8. massaspectrometrische analyse

LET OP: Deze parameters werden gebruikt voor een quadrupool-orbitrap hybride massaspectrometer uitgerust met aheated elektrospray ionisatie bron.

  1. Stel de parameters voor de ionenbron volgens tabel 5.
  2. Stel de MS instrument om de 4+ lading staten van inheemse Aß 1-42 te isoleren (1,129.48 massa-ladingsverhouding [m / z]), 15 NAβ 1-42 (1,143.00 m / z), en 13 CAβ 1-42 (1,179.50 m / z) in de quadrupool massa-analysator met een isolatie breedte van 2,5 m / z.
  3. Versnippering van de geïsoleerde peptiden in de botsing cel met een genormaliseerd botsingsenergie (NVU) van 17,0. Dit zou moeten worden afgestemd op elk instrument, zelfs van hetzelfde type (en in het bijzonder als het gebruik van andere soorten instrumenten, zoals een triple quadrupool MS).
  4. Noteer het fragment spectra met een resolutie van 17.500, met een automatische versterkingsregeling Doelwit van 2 x 10 5 kosten en een maximale injectietijd van 250 ms.

9. Data Processing

  1. Gebruik de som van het product ionen (met een massatolerantie van ± 250 milli gewichtseenheden [mmu]) in tabel 6 de chromatografische gebieden berekeningen voor elke peptide. Merk op dat de types ion en cijfers alleen worden getoond voor inheemse AP 15 NAβ 1-42 en 13 CAβ 1-42.
  2. Bepaal de gemiddelde responsfactor van beide responsfactor monsters door het oppervlak te delen onder de curve (chromatografische piek) van 15 NAβ 1-42 waarbij het gebied onder de curve van natieve Aß 1-42.
  3. Dient de concentratie van de 15 NAβ 1-42 voor kalibratie met de responsfactor berekend in stap 9.2 vermenigvuldigen.
  4. Construeer een ijkcurve door het gebied verhoudingen van 15 tot 13 NAβ 1-42 CAβ 1-42 van de twee kalibrators tegen de concentratie.
  5. Bereken de helling en intercept van de ijklijn met behulp van lineaire regressie.
  6. Bereken de oppervlakte verhouding van inheemse Aß 1-42 om de interne standaard (13 CAβ 1-42) voor unbekende monsters.
  7. Extrapoleren concentratie van onbekende monsters uit de ijkcurve door de helling en intercept verkregen in stap 9.5.

Subscription Required. Please recommend JoVE to your librarian.

Representative Results

De plaat opstelling in figuur 1 wordt gebruikt voor een volledige plaat van monsters. Als er minder onbekende monsters moeten worden geanalyseerd, de tweede kalibrator, RF, en QC sets moet worden geplaatst na de eerste helft van de onbekende monsters.

Zoals blijkt uit figuur 2, de kalibrators dicht bij de regressielijn met lage standaarddeviaties. Deze methode heeft een lager kwantificering van 150 pg / ml en een bovengrens van kwantificering van 4000 pg / ml. De residuele standaarddeviatie van de kalibratie moet natuurlijk zo laag mogelijk.
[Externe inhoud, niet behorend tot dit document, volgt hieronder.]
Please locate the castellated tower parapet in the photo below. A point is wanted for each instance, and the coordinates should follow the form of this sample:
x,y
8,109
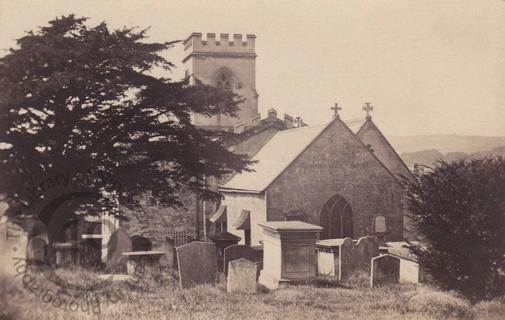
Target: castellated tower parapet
x,y
227,61
226,43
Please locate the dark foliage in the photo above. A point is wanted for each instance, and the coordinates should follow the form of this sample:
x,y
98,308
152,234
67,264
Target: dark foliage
x,y
74,97
458,210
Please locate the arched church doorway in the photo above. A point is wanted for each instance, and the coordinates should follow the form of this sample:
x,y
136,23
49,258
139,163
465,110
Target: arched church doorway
x,y
336,218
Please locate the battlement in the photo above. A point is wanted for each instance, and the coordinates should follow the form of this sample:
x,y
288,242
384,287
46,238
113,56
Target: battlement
x,y
224,43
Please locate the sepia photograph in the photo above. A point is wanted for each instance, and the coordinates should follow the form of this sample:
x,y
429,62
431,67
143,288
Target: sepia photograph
x,y
240,159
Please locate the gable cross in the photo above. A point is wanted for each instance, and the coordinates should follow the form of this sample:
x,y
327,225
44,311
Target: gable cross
x,y
368,107
336,109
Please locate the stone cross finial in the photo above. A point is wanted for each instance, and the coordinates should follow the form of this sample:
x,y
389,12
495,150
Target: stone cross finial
x,y
335,109
368,107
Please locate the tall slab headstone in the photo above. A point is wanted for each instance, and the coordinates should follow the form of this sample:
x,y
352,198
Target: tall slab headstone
x,y
241,276
342,258
13,248
385,270
119,242
168,247
239,251
197,263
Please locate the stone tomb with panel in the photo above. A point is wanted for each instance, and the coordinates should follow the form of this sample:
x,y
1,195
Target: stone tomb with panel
x,y
289,252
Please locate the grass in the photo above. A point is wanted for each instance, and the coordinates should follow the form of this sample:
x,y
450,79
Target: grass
x,y
161,298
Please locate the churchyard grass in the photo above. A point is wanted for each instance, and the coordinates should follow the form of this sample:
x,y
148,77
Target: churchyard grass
x,y
161,298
Als de kalibratie niet lineair, dient de run worden verwijderd (afhankelijk van de ernst), en de afwijking is meestal het gevolg van onjuiste pipetteertechniek en / of fouten in de verdunning van kalibrators. De variatiecoëfficiënt (CV) van replicaatbepalingen dan 20%, maar bij voorkeur beneden 10% zijn.

ogether.within-page = "1"> De inheemse 15 N- en 13 CAβ 1-42 elueren uit de LC-kolom tegelijkertijd (aangezien ze alleen verschillen van mening over de isotopen-niveau), met bijna symmetrische pieken en zonder significante tailing (figuur 3 ). Ten minste tien metingen worden uitgevoerd voor elke chromatografische piek en kan worden ingesteld met de maximale injectietijd in het instrument methode. Alle drie peptiden kunnen gelijktijdig worden gemeten voor alle metingen (kalibratie, RF en onbekenden) tijdens de MS analyse. Indien de gevoeligheid van de methode niet optimaal zijn, maar peptides plaats worden gemeten voor elke injectie (bijv., Meten alleen N- 15 en 13 CAβ 1-42 voor kalibrators, natieve en 15 NAβ 1-42 voor RF monsters, en inheemse en 13 CAβ 1-42 voor onbekende monsters).

Figuur 1 "src =" / files / ftp_upload / 55386 / 55386fig1.jpg "/>
Figuur 1: Lay-outs van de SPE en deep-well platen. Typische lay-out van kalibratoren (AF), response factor monster (RF), kwaliteitscontrole monsters (QC), en onbekenden. Klik hier om een grotere versie van deze figuur te bekijken.

Figuur 2
Figuur 2: IJkcurve. IJkcurve gebouwd met behulp van 15 NAβ 1-42 bij 172, 572, 1144, 2287, 3431 en 4574 pg / ml (gecorrigeerd met behulp van de respons factor) en 13 CAβ 1-42 als de interne standaard in de menselijke CSF (n = 2) . De oppervlakteverhouding van 15 NAβ 1-42 / 13 CAβ 1-42 is uitgezet (y-as)tegen de concentratie (X-as). Klik hier om een grotere versie van deze figuur te bekijken.

figuur 3
Figuur 3: Chromatogram. Chromatogram van 0.500 ng / mL inheemse (endogene) Aß 1-42 (bovenste paneel) en 1,6 ng / mL 13 CAβ 1-42 (onderste paneel) in de menselijke CSF. Klik hier om een grotere versie van deze figuur te bekijken.

figuur 4
Figuur 4: Kwantificering van onbekende Aß 1-42 in onbekende monsters <./ strong> is de piek gebied verhouding berekend door de inheemse Aß 1-42 chromatografiepiek gebied te delen met de interne standaard (13 CAβ 1-42) chromatografiepiek omgeving. De concentratie van de inheemse Aß 1-42 in het monster wordt geëxtrapoleerd uit de kalibratiecurve. Klik hier om een grotere versie van deze figuur te bekijken.

figuur 4
Tabel 1: Veiligheidsvoorschriften. Veiligheidsinformatie voor de chemicaliën die worden gebruikt voor dit protocol.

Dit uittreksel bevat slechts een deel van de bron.